Arthur keeps some of the cinder and holds Eames’ sister for a long time, maybe because he is the only one who knew Eames as well as her and understands the crushing grief. Or maybe because she has Eames’ eyes and Arthur can’t stand to see the loss in them when they only remind him of the fact that it’s all his fault. The guilt feels a little lesser when he doesn’t have to face it, so he lets her press a cold cheek against his neck and shiver like she has a fever. Afterwards he is not sure if it’s actually him who was shivering.

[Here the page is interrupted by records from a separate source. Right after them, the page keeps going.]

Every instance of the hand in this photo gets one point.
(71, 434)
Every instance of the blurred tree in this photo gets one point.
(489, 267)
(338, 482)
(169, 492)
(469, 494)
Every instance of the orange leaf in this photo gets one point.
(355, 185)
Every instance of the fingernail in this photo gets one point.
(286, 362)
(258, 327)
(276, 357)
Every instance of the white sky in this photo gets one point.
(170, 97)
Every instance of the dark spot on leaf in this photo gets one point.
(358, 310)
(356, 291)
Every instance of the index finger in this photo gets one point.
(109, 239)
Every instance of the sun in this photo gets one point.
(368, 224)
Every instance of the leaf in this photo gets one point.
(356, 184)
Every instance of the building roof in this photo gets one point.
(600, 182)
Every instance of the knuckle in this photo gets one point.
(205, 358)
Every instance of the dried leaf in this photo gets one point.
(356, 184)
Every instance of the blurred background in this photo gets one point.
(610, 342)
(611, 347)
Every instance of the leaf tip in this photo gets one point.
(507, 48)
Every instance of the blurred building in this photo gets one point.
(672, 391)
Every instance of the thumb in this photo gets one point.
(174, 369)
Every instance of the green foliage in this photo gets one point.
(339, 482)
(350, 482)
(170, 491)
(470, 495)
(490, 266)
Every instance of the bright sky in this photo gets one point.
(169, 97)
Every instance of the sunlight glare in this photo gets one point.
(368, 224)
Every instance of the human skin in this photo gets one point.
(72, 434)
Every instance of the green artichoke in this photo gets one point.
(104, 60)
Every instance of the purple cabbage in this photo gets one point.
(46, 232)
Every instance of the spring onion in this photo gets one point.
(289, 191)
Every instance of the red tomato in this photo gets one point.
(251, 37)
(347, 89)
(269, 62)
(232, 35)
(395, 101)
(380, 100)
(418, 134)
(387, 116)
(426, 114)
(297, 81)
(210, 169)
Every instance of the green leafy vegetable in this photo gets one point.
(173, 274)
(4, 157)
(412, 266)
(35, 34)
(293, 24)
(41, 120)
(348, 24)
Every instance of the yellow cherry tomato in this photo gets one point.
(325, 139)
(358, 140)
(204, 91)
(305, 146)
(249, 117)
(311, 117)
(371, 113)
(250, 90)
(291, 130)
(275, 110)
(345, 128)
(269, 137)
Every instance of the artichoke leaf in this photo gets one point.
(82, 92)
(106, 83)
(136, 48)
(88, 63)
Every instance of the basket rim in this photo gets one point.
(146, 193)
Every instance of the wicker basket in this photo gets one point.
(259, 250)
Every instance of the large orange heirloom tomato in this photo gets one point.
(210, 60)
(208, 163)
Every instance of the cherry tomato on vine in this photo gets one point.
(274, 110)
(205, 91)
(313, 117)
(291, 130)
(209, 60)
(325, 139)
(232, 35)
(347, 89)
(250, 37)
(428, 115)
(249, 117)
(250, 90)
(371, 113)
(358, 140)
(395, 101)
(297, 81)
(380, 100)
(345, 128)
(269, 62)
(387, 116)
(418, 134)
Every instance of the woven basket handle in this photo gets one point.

Later all four of them sit in Shane’s hotel room and there is lots of scotch and a long silence. She doesn’t blame Arthur for her brother’s death even though he is sure she knows everything about them, and it really feels worse than if she did. He crushes ice cubes in his mouth and swallows them pretending that it’s glass sliding and tearing his throat on its way down, and thinks that he fucking deserves it.
Arthur dreams of Eames burning. Next morning he flees.
Arthur wakes up in Berlin.
He walks Kurfürstendamm from one end to the other and when wanders around Tiergarten and Holocaust Mahnmal for hours, trying to get himself lost in the almost-but-not-quite maze of the monument. From a bridge the Spree looks deep and blueish grey and painfully cheerful and summery. He calls Cobb who doesn’t pick up, so he leaves a short message to assure he’s alive and then ends up in a faceless cocktail bar in Potsdamer Platz, filled with university students and hipsters. Germans are happy and friendly and he doesn’t fit in the slightest.
Arthur dreams of fever and fires, wakes up in Berlin, and Eames is dead.
Arthur wakes up in Kyoto.
He buys a takeaway lunch of sushi and udon from Sun Plaza market on Marumachi-dori and walks around Higashiyama for hours. He buys a stupid keychain amulette from Sanjusangendo temple and throws it into the knee-deep, green-blue and calming Kamogawa next morning. Saito calls him but has no time to meet up. He doesn’t mind. Japanese are too kind and respectful for his taste even though previously he has felt home with them.
Arthur dreams of fever and rain, wakes up in Kyoto, and Eames is still dead.
Three months later Arthur wakes up in Helsinki.
It’s very late September turning into October and everywhere there are red leaves and autumn jackets. He walks up Mannerheimintie and then back down on the other side and strolls around in jugend Eira district, trying to admire the architecture but failing extremely. He buys an overpriced latte from the coffee house in the main railway station and sits on the massive stairs of Senate Square. Finns are quiet but helpful and keep to themselves. They all seem to be solitary even when accompanied, and he fits in perfectly.
Arthur dreams of fever and cinders, wakes up in the same hotel that burnt in Helsinki, and Eames is still dead. The sea is the deep and familiar colour of concrete after rain, and when he stands on the pier Arthur knows that slowly, slowly he is learning to live with the fever.